The weekend drama didn’t cause any camp practices to be scratched, although Cleveland was in limbo for that, and a few dozen players on the affected teams couldn’t practice.
According to the COVID-19 protocols, if a player’s positive test is presumed false, he can return after two negative tests. Many of the players who sat out Sunday were expected to return to work on Monday.
Somewhere, Matthew Stafford might be cringing. Earlier this month, the Lions’ quarterback was stung by a false positive that underscored the need for revising the protocols to add additional layers in confirming positives in individuals showing no symptoms of the novel coronavirus.
Days after the Stafford episode, the league required two confirming tests for positive cases within 24 hours – including a point-of-care test to be analyzed on site.
At the time the revised protocols were announced, Allen Sills, the NFL’s chief medial adviser, acknowledged the challenge.
“We’re going to learn about testing,” Sills said during a media conference call.
Sills cautioned that each new positive result did not equate to a new case of COVID-19. In some cases, for example, an individual could be considered a “persistent positive” – someone who recovered from the coronavirus yet still showed traces of the virus up to six months later.
There’s no indication at this point that the rash of positive tests over the weekend have any type of connecting factors, such as previous exposure to COVID-19.
Yet the weekend drama surely shows the merits of daily testing, something the players union insisted on after the NFL initially wanted a limited window for daily tests.

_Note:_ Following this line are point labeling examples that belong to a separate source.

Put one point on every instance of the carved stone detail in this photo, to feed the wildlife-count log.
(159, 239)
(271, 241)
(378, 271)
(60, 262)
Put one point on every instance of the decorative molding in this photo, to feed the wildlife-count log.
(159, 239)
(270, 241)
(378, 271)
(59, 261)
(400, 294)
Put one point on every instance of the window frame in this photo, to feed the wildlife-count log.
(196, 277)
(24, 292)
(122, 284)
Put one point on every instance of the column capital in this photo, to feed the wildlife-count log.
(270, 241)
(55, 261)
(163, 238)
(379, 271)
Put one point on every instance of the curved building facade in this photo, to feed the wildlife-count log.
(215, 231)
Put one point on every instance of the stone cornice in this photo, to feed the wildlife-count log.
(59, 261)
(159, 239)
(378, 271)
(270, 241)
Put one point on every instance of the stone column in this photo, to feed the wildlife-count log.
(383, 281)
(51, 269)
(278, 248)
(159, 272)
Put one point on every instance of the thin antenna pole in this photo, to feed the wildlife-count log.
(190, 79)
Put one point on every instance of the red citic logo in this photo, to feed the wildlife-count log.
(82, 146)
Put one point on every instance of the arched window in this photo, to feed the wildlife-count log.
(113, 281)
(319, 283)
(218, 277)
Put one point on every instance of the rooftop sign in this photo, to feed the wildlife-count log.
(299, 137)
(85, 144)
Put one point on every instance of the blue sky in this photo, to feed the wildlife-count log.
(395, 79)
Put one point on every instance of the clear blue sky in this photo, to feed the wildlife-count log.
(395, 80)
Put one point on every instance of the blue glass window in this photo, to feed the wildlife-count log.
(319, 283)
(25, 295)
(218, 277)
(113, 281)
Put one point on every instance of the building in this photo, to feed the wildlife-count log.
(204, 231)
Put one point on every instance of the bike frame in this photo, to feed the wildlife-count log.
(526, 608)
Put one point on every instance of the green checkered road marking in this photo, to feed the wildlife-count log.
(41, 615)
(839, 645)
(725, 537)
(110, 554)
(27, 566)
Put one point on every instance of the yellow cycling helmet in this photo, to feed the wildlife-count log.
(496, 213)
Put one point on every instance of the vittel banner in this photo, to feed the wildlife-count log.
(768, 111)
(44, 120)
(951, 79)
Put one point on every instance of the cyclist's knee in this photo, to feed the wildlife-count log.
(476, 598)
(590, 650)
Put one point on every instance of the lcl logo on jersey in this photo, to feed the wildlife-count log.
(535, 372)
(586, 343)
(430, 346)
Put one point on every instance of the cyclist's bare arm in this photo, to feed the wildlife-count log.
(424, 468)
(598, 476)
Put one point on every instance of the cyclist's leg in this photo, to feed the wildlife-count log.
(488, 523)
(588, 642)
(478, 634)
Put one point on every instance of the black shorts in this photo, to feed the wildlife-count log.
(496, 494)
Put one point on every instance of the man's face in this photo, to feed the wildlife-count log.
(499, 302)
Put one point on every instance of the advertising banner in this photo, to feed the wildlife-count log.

It’s also clear that the confirming tests needed to be added to the protocol.
The goal of testing, of course, is to catch the actual COVID-19 case and contain the damage by isolating the infected individual and minimizing spread.
Catching the false cases is quite the challenge, too, with a different type of potential damage.
The Bills practiced Sunday without quarterback Josh Allen, a presumed victim of a faulty test result. Quick adjustments were employed. Practice happened.
Bills general manager Brandon Beane called it a “good fire drill.”
In other words, better now than in September.